The challenges we faced

1. Unpredictable data structures: User data can exist in various formats and schemas, requiring flexible querying—sometimes as a graph, other times relational, and often semantically structured.
2. Uncertain access patterns: A decentralised environment needs a secure, verifiable, and distributed authorisation mechanism. Compute nodes must only access data during processing, minimising data leakage risks.
3. Scalability constraints: The unpredictable nature of data access forces compute and storage to scale together, leading to inefficient resource allocation and performance bottlenecks. Proximity between compute and storage is crucial for efficiency, but decentralisation introduces network latency challenges.

Our solution

We explored traditional relational databases with dynamic schema management (such as PostgreSQL with pgvector for embeddings), document-based databases for schemaless design, and graph databases. Specifically, we needed to combine vector, graph, relational and document based databases on a unified platform. Trying different combinations of tools we ran into hurdles:

• Performance hit of module based approaches
• Requiring redundant data transformations when leveraging multiple products
• Indexing headaches when trying to leverage unstructured with structured data.
• Managing multiple binaries with their own version concerns.

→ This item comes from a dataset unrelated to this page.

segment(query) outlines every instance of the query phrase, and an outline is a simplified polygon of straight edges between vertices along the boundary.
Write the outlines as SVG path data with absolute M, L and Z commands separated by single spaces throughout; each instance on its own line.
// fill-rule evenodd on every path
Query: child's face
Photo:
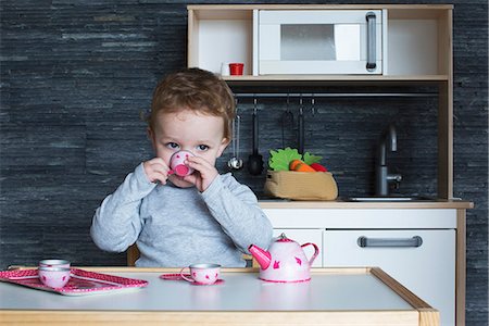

This led us to a conclusion that to achieve a platform solution for our decentralised product our data needed to also be stored on a platform without compromise.

We chose SurrealDB because it’s reliable and lets us access data in many different ways on a single data-platform without having to replicate data, leverage multiple languages and deal with the complications of managing multiple versions of technologies.

Why SurrealDB?

Our use of Rust, now the standard in decentralised compute networks, led us to SurrealDB. Its support for both graph and relational models aligned perfectly with our needs. Additionally, its architecture separates compute and storage, making it naturally decentralised.

In our setup, we leverage TEEs to ensure compute nodes access data only during execution, preventing unauthorised retention. Since SurrealDB’s query layer is decoupled from storage, we can run verifiable computations within TEEs, maintaining privacy and security without sacrificing performance. Think of it like this: SurrealDB separates the financial advisors (compute) from the vault (storage). This separation allows us to bring the advisors into a secure, private room (TEE) to work on your portfolio (process data) without giving them full access to all your assets in the vault.

Code snippet: querying data with SurrealDB

use surrealdb::engine::remote::ws::Client;
use surrealdb::Surreal;

#[tokio::main]
async fn main() -> surrealdb::Result<()> {
    let db = Surreal::new::<Client>("localhost:8000").await?;
    db.use_ns("index_network").use_db("discovery").await?;
		// This query is executed directly against the database.  While it demonstrates
    // how to query SurrealDB, it does *not* utilize TEEs for secure execution.  
    // The data is potentially exposed during transit and within the database itself.
    // This should only be executed in the trusted local environment for processing in the distributed TEE after being encrypted.
    let result: Vec<_> = db.query("SELECT * FROM users WHERE interests CONTAINS 'AI'").await?;
    println!("{:?}", result);

    Ok(())
}

Code snippet: secure query execution in a TEE

// Code Snippet: Secure Query Execution in a TEE (This shows the *TEE-enabled* flow)
fn execute_secure_query(query: &str) {
    // 1. Fetch User Data (Unencrypted):  The data is retrieved from SurrealDB
    //    *outside* the TEE.  This is a potential vulnerability point if not handled
    //    carefully.  In a real-world scenario, the data might already be encrypted
    //    at rest in the database.
    let data = fetch_user_data();

    // 2. Encrypt Data (Before entering the TEE): The data is encrypted *before*
    //    it's passed into the secure environment. This is crucial for protecting
    //    the data in transit to the TEE.
    let encrypted_data = encrypt_data(data);

    // 3. Run Query in TEE: The encrypted data and the query are sent to the TEE.
    //    The TEE decrypts the data *within* its secure environment, performs the
    //    computation (runs the query), and encrypts the result.
    let result = run_query_in_tee(encrypted_data, query);

    // 4. Decrypt Result (Outside the TEE): The encrypted result is returned from
    //    the TEE and decrypted.
    let decrypted_result = decrypt_data(result);

    // 5. Display Results: The decrypted results are displayed.
    display_results(decrypted_result);
}

fn run_query_in_tee(data: Vec<u8>, query: &str) -> Vec<u8> {
    // Secure execution inside the TEE.  This is the critical part.
    // The `perform_secure_computation` function would use the TEE's APIs
    // to decrypt the data, execute the query, and encrypt the result *all within*
    // the protected environment of the TEE.  This prevents the data and the
    // query from being exposed to the outside world.
    perform_secure_computation(data, query)
}

The benefits

• Predictable and minimal architecture: Autonomous agents can retrieve data across graph, relational, key-value, and semantic layers without redundant transformations.
• Privacy management: Users can now control data flow without compromising security.
• Scalability for multi-modality: A standardised approach to querying different data modalities ensures long-term growth.

We’re excited about the road ahead with SurrealDB and look forward to unlocking new possibilities in decentralised discovery.